Le ministre de l’Education nationale Jean-Michel Blanquer est une personnalité importante du gouvernement actuel, mais c’est également le type de personnage qui sert parfaitement la politique qui consiste à déconstruire un conquis social comme l’éducation pour tous. Jean-Michel Blanquer vient d’une famille riche parisienne. En janvier, il a épousé Anna Cabana, qui a été grand reporter au Point, rédactrice en chef politique à partir de 2016 du Journal du Dimanche, en parallèle éditorialiste politique de la chaîne d’information BFM TV et animatrice d’une émission quotidienne sur i24news, dont une consacrée à Jean-Michel Blanquer et le protocole sanitaire.

Blanquer fait partie du ministère de l’Education nationale depuis Jacques Chirac. Il a pris de l’importance sous Nicolas Sarkozy, et a été écarté pendant le quinquennat Hollande comme figure trop marquante du sarkozysme. Entre 2007 et 2012, c’est lui qui organise la suppression de plus de 60000 postes d’enseignants et qui divise par deux le « fonds social lycéen », une bourse destinée aux élèves en difficultés financières pour se payer la cantine notamment. Il passe ainsi de 73 à 32 millions d’euros en 10 ans.

En 2013, il a été nommé directeur de l’Ecole Supérieure des Sciences Economiques et Commerciales, une école privée de la région parisienne, et déclare : “De façon générale, les écoles de management, les écoles de commerce sont souvent à la pointe des innovations pédagogiques.”. Blanquer écrit également un livre, « L’Ecole de demain », dans lequel il propose une contractualisation des personnels à tous les étages. Le chef d’Etablissement deviendrait « véritablement le patron de son établissement » et les résultats obtenus par les élèves seraient le critère majeur de l’évaluation des enseignants. L’efficacité des équipes pédagogiques serait mesurée par une agence extérieure et les résultats seraient transmis aux familles qui pourraient ainsi choisir l’établissement selon sa performance. Ce serait la mise en concurrence des établissements scolaires dans le monde rêvé de Blanquer et autres défenseurs du capitalisme.

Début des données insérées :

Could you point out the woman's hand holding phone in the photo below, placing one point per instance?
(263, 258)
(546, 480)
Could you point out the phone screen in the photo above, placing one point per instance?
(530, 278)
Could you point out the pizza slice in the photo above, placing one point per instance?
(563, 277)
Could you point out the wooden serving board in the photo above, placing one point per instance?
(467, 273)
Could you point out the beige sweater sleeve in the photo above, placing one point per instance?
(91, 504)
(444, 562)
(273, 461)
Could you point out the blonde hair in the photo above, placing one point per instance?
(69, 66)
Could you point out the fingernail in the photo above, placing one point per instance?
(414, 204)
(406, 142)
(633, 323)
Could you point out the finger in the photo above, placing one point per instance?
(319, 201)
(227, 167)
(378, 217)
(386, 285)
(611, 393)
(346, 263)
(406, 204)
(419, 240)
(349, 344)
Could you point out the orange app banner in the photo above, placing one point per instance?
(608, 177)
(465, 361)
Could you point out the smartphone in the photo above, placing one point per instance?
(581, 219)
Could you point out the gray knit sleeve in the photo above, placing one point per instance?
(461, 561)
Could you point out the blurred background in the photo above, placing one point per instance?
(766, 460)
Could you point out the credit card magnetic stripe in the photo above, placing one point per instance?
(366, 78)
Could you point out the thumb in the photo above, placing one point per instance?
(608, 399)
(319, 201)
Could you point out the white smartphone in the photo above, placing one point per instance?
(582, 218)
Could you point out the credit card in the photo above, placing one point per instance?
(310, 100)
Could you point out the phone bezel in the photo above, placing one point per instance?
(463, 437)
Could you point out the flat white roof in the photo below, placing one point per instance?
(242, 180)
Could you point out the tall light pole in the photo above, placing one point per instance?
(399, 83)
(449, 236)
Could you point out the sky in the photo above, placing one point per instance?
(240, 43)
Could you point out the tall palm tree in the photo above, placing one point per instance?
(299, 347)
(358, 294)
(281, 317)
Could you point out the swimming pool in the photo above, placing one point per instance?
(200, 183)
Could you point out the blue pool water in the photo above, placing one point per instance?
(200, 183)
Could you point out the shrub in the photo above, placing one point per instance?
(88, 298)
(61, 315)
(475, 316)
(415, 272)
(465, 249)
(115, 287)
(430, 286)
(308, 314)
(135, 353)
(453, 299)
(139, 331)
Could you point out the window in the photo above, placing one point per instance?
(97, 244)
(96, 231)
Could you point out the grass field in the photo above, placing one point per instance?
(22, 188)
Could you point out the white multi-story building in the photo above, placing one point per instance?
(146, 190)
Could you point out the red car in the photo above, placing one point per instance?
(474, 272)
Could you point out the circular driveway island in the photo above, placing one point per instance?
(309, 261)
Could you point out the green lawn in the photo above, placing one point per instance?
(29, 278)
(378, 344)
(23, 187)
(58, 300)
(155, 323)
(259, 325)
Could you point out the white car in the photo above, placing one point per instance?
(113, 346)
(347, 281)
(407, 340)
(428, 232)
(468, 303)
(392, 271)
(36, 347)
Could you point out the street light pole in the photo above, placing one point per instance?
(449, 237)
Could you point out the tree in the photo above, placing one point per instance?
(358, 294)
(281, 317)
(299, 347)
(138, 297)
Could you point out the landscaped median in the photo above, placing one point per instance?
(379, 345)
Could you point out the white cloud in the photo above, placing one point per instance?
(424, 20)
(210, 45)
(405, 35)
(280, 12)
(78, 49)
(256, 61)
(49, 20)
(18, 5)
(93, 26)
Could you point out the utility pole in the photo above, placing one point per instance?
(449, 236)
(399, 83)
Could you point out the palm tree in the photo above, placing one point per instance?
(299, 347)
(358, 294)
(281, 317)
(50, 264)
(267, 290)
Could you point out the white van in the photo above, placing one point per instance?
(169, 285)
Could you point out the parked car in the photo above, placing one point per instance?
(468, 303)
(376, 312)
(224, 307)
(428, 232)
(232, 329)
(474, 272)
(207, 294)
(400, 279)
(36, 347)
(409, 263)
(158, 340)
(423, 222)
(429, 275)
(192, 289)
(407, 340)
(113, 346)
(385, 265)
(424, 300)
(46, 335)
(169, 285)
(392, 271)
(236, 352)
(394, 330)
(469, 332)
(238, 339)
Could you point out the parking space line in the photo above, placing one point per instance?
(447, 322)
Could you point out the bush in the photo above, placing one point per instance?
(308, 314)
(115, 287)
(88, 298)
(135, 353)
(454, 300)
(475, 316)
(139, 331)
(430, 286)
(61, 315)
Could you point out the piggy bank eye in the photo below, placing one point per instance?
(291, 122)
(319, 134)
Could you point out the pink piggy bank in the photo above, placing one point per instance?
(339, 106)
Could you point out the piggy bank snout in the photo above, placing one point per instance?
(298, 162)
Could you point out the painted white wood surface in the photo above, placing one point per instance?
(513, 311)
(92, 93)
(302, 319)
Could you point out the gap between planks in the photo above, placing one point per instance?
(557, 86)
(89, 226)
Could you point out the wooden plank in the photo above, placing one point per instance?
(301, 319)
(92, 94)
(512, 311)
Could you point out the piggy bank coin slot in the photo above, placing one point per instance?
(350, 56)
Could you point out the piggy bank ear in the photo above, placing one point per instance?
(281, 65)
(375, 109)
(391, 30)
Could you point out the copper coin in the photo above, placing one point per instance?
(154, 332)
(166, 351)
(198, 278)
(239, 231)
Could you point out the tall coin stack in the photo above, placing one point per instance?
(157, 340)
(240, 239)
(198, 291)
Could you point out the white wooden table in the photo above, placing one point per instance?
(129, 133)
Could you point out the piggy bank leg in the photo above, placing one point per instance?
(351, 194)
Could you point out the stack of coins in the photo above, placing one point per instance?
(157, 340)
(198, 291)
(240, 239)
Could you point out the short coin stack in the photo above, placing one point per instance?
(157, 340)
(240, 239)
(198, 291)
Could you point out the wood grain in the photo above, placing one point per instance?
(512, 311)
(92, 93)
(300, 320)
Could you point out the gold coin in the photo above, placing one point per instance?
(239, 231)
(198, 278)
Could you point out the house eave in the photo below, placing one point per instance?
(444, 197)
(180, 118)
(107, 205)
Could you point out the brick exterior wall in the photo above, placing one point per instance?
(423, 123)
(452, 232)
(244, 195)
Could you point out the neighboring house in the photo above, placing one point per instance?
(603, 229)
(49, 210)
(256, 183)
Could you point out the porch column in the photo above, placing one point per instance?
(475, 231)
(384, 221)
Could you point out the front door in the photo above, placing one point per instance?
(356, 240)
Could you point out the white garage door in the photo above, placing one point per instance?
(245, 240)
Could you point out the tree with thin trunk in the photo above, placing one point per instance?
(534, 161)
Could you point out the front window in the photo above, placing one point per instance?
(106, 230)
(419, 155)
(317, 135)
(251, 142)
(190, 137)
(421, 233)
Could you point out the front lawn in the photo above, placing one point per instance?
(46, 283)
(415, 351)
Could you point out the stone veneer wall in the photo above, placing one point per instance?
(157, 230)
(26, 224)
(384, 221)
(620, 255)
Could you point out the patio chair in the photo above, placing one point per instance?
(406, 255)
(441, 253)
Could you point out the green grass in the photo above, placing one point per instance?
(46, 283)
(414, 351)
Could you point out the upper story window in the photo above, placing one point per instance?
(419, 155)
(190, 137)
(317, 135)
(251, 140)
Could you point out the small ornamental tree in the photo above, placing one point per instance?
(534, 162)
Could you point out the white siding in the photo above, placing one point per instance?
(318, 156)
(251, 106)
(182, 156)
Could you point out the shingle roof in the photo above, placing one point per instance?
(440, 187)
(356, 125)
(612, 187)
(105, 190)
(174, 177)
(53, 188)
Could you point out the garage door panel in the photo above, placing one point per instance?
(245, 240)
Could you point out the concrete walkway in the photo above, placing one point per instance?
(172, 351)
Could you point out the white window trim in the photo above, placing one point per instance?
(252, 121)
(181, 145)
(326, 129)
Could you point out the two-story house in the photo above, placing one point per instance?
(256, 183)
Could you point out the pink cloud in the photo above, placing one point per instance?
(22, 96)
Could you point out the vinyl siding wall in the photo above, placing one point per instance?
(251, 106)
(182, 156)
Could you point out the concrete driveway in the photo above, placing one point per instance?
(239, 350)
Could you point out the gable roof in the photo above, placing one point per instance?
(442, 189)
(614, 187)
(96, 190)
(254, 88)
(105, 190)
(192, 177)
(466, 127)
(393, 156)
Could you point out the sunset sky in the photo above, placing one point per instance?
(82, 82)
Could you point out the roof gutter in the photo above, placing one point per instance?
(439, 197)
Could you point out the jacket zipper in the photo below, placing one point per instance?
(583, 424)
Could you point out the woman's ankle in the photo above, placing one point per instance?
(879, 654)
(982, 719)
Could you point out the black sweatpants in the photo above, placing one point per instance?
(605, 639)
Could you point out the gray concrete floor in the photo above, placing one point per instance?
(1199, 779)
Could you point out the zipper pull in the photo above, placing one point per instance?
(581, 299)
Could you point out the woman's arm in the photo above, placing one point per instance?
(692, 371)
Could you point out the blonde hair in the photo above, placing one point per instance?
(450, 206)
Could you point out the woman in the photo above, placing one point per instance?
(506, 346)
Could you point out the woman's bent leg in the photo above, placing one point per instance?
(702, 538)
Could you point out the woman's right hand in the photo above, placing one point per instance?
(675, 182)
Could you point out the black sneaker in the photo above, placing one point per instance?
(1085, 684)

Dès sa nomination comme ministre de l’Education nationale, il revient sur les actions menées par sa prédécesseure Najat Vallaud-Belkacem, notamment sur les classes bilangues et l’enseignement des langues de l’Antiquité comme le latin et le grec. A la rentrée 2018, il a annoncé la suppression de 1800 postes, alors que la projection montrait que le nombre d’élèves devait augmenter jusqu’en 2022. Sa réforme du lycée consiste à supprimer les filières L, ES et S et à modifier les épreuves pour l’obtention du bac, notamment avec l’apparition du « grand oral », qui est plutôt une aubaine pour les élèves qui baignent dans un milieu où l’expression orale est aisée. Blanquer met en place également la plateforme Parcoursup, qui, si l’on devait en juger la performance, est une catastrophe par rapport à l’ancien système d’orientation post-bac.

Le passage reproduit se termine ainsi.